Materials and Methods: The online databases of Cochrane, Web of Science, Scopus, and PubMed were searched until April 2023 using validated keywords. Moreover, PRISMA was used for qualitatively evaluating the studies since the study protocol was registered on the PROSPERO website. In addition, data analysis was conducted using Stata version 14, and the significance level was set at 0.05.
Results: The present meta-analysis included 26 studies (24 cohort studies and two randomized clinical trials) investigating 602 patients with renal transplantation and hyperparathyroidism. According to our findings, cinacalcet reduced the serum calcium (MD: -2.24, 95% CI: -2.82, -1.67), parathormone (SMD: -0.85, 95% CI: -1.15, -0.54), and alkaline phosphatase levels (SMD: -0.45, 95% CI: -0.91, -0.01). Moreover, 30-60 mg of cinacalcet per day effectively treated hypercalcemia (SMD: -2.77, 95% CI: -3.57, -1.98), while other doses were not significantly effective. Furthermore, the effect of cinacalcet was investigated in patients using the medication for less than six months (SMD: -2.55, 95% CI: -4.25, -0.86), 12-18 months (SMD: -2.60, 95% CI: -3.53, -1.67), and more than 24 months (SMD: -1.71, 95% CI: -2.54, -0.88). Finally, the effect of cinacalcet was the highest in the patients who were 60-64 years old compared to other age groups (SMD: -3.59, 95% CI: -5.14, -2.04).

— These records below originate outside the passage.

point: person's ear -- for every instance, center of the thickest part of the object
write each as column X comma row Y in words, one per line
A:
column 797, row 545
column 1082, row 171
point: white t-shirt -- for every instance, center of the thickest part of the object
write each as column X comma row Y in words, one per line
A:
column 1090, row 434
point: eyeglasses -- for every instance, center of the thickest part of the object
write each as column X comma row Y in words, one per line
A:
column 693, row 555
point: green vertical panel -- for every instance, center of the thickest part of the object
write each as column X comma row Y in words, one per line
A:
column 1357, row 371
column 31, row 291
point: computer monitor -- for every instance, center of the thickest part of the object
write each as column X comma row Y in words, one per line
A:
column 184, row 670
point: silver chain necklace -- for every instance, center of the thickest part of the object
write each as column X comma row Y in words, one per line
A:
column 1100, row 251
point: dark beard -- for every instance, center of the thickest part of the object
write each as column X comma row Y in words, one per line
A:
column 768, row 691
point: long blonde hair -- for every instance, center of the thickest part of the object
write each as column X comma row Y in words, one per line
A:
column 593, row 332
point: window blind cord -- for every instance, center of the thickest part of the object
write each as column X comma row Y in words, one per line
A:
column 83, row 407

Conclusion: Cinacalcet could improve hypercalcemia and hyperparathyroidism in patients with renal transplantation. Moreover, the effect of cinacalcet had a direct and positive relationship with the patient’s age.
Registration: This study has been compiled based on the PRISMA checklist, and its protocol was registered on the PROSPERO (ID: CRD42023428620) and Research Registry (UIN: reviewregistry1667) website.